Ga vooruit op hardloopgeïnduceerde enkelpijn met deze versterkende oefeningen

Als uw normale trainingsmethode een lange afstandsloop is, kan het in uw belang zijn als atleet om op de kracht van uw enkels (en hun algehele gezondheid) te letten.
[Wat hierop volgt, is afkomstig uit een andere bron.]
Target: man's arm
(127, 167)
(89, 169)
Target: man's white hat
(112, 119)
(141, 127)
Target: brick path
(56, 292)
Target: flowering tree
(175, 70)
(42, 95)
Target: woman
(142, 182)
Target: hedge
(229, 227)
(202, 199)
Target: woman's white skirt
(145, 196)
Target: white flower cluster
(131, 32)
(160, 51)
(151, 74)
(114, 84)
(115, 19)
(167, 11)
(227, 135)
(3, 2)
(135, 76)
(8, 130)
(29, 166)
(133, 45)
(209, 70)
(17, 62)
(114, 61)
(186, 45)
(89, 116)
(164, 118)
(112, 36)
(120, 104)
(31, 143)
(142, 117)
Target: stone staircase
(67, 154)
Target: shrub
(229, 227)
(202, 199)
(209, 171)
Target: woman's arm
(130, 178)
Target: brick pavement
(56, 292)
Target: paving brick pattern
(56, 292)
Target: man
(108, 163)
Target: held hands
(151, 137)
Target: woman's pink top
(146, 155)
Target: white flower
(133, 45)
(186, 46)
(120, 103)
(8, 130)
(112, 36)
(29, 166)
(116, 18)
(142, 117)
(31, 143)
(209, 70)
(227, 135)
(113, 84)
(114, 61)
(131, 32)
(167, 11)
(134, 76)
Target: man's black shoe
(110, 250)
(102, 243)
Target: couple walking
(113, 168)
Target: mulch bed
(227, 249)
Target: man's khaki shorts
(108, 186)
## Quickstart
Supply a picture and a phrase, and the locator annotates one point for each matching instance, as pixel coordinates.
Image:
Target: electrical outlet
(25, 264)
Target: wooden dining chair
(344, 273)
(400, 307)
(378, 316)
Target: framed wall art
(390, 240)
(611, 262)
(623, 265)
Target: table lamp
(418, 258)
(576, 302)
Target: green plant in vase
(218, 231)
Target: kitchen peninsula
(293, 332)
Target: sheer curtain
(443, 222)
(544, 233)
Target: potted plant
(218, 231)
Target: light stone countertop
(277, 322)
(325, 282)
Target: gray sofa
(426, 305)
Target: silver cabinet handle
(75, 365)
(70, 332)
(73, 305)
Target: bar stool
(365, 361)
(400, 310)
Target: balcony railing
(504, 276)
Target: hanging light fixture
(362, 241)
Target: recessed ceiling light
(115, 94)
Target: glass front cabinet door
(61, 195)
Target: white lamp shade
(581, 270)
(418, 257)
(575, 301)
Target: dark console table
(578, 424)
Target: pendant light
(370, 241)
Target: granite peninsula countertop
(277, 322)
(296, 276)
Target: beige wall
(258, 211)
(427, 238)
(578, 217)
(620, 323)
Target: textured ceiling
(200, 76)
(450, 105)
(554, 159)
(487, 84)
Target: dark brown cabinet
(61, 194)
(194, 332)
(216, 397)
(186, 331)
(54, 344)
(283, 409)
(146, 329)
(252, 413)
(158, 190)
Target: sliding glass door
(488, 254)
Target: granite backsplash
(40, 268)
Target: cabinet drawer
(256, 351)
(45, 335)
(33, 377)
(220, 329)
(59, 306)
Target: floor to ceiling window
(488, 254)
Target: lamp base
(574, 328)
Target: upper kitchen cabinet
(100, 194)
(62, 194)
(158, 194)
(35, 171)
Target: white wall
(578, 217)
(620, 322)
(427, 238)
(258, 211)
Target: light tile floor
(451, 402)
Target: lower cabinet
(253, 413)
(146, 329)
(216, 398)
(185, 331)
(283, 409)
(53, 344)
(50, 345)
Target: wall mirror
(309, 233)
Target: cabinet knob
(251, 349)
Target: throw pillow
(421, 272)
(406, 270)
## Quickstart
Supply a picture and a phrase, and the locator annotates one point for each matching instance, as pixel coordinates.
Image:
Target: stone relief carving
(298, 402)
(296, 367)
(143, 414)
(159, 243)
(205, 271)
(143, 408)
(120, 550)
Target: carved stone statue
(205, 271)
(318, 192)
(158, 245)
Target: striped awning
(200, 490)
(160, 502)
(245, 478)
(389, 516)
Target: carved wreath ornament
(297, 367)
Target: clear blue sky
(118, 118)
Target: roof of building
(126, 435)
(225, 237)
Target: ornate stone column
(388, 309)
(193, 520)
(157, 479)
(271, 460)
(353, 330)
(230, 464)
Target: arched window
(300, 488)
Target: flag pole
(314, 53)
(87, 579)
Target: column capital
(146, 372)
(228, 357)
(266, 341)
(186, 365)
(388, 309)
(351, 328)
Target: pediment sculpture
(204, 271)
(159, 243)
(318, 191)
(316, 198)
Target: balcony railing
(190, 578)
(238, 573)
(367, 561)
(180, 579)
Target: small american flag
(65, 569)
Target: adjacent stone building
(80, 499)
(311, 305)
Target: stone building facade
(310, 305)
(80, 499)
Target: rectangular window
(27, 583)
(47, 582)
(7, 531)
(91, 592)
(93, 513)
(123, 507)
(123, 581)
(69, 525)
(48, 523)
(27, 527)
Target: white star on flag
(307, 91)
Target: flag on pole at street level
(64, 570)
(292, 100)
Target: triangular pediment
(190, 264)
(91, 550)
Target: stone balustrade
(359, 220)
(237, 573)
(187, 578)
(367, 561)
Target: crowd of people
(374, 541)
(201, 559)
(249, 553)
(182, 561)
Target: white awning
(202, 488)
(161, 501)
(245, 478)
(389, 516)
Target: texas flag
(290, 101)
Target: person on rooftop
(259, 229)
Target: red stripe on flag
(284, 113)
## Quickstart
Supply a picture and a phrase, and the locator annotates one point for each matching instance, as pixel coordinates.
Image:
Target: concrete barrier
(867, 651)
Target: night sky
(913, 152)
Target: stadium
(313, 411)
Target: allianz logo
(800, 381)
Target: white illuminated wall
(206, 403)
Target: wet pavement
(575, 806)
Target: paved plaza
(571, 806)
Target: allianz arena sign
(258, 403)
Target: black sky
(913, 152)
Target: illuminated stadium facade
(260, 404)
Enkelversterkende oefeningen krijgen in de sportschool niet zoveel aandacht als quadtrainingen, maar zoals Steve Stonehouse – NASM CPT, USATF-gecertificeerde hardloopcoach en opleidingsdirecteur voor STRIDE – uitlegt, kunnen zwakke enkels de “menselijke beweging negatief beïnvloeden” systeem “- en daarom leiden tot verwondingen.

“Het kinetische kettingconcept specificeert dat elk deel van je lichaam samenwerkt en niets op zichzelf werkt”, zei Stonehouse. “Als je voeten en enkels niet sterk genoeg zijn, zal dit zeker leiden tot stoornissen in dat menselijke bewegingssysteem – hetzij aan het voet- en enkelcomplex of ergens ‘in de ketting’.”

Stonehouse zei dat dit zou kunnen leiden tot veel verschillende verwondingen – enkele voorbeelden zijn achillespeesontsteking, plantaire fasciitis, scheenbeenspalken, knieproblemen en heup- en lage rugproblemen. “Nogmaals, je lichaam zal zijn best doen om zwakte in bepaalde gebieden te compenseren, maar die vergoeding heeft een prijs”, zei Stonehouse..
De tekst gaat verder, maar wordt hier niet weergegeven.